Wednesday, November 14, 2007

Broadband Cities - Day 1

Today the Broadband Cities 2007 conference started. Thanks Dirk for inviting me!
A great place to meet people, but above all to attend several great presentations. I will not attempt to present a summary, and instead encourage you to check out some material that is freely available on the internet (see links below). Euroforum will post the presentations on its site from November 16.

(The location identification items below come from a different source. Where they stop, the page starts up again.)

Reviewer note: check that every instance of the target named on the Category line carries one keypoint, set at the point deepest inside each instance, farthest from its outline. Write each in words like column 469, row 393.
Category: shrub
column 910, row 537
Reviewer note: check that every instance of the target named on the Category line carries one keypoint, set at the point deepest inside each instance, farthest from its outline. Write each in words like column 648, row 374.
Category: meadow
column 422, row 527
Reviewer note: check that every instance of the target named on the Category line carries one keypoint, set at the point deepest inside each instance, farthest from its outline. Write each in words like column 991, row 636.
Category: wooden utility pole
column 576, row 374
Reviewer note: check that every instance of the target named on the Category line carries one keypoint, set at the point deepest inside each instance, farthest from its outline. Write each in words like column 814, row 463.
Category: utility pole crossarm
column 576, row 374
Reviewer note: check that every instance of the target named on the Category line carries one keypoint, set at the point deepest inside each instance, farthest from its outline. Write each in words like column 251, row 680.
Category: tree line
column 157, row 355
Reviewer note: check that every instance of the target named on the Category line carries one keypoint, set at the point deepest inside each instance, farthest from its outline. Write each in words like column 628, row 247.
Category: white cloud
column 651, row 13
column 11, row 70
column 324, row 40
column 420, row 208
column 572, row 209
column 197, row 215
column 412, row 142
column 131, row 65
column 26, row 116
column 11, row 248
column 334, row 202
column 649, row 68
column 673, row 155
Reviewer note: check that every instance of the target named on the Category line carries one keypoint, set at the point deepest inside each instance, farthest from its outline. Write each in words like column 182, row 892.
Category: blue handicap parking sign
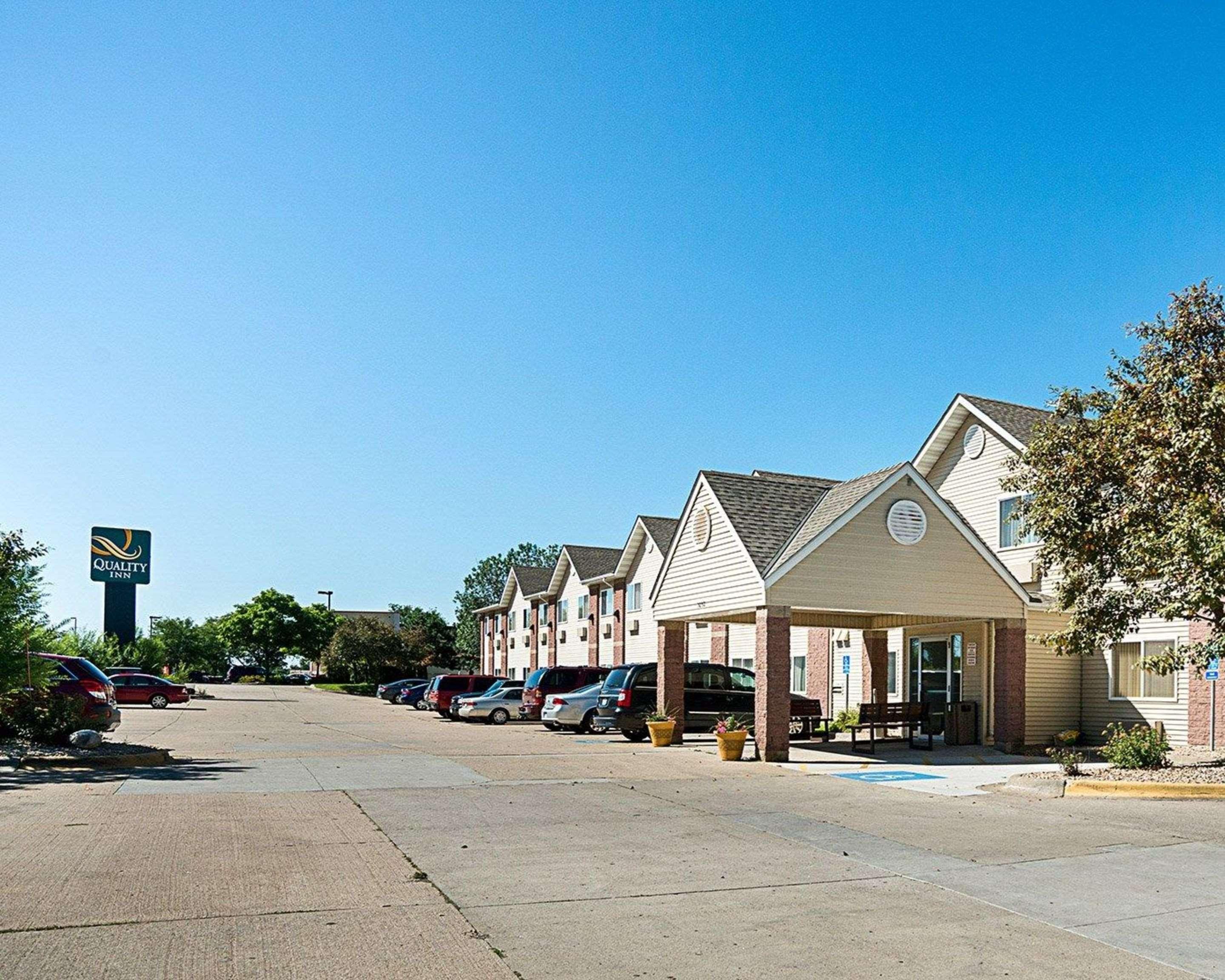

Here are some quick takeaways.
  • Let's not forget that FTTH is more than 'just' superior download speeds. References were made to the symmetrical nature and the economic, social, environmental and cultural benefits.
  • PacketFront displayed its 'living networks' vision, where off-net (ISP, telephony, TV) and on-net (local services, including gaming, education, storage and ehealth) are distinguished.
  • Prof. Carlota Perez had a hugely interesting presentation on the nature of tech revolutions. This presentation is pretty close to today's and here is a paper. She also has a book out. I particularly liked the bit where she saw an end to (so called) dichotomies: high tech and custom made now merge into mass customisation; competition and co-operation merge into co-opetition; etc. The question now is: how will 'state' and 'market' learn to work together? Very relevant in a FTTH context.
  • KPN's Eelco Blok was scoring points (again) on the telco 2.0 score card, talking about wholesale and Chinese Walls. Mr. Blok, as well as his companion Joost Farwerck (who I spoke with yesterday), have conspicuously changed their tone when speaking about the telco v. cable dichotomy. Unbundlers and wholesale are now fully embraced, and in the 'us v. them' battle, it is now KPN + unbundlers v. UPC + Zesko.
  • Mr. Burgelman (an EC advisor) gave a fine Web 2.0 overview. His presentation leaned pretty heavily on this one.
  • My cyberbuddy Benoit Felten (now at the Yankee Group) gave a detailed analysis of that exciting FTTH market, France.
  • Taylor Reynolds of the OECD presented the latest broadband statistics (as of October), which led to several pretty stunning observations. Check out the October stats on the OECD Broadband Portal. The last one is especially funny.
  • William H. Melody presented his analysis of the private equity takeover of eircom and TDC. The (shocking) TDC report was published before.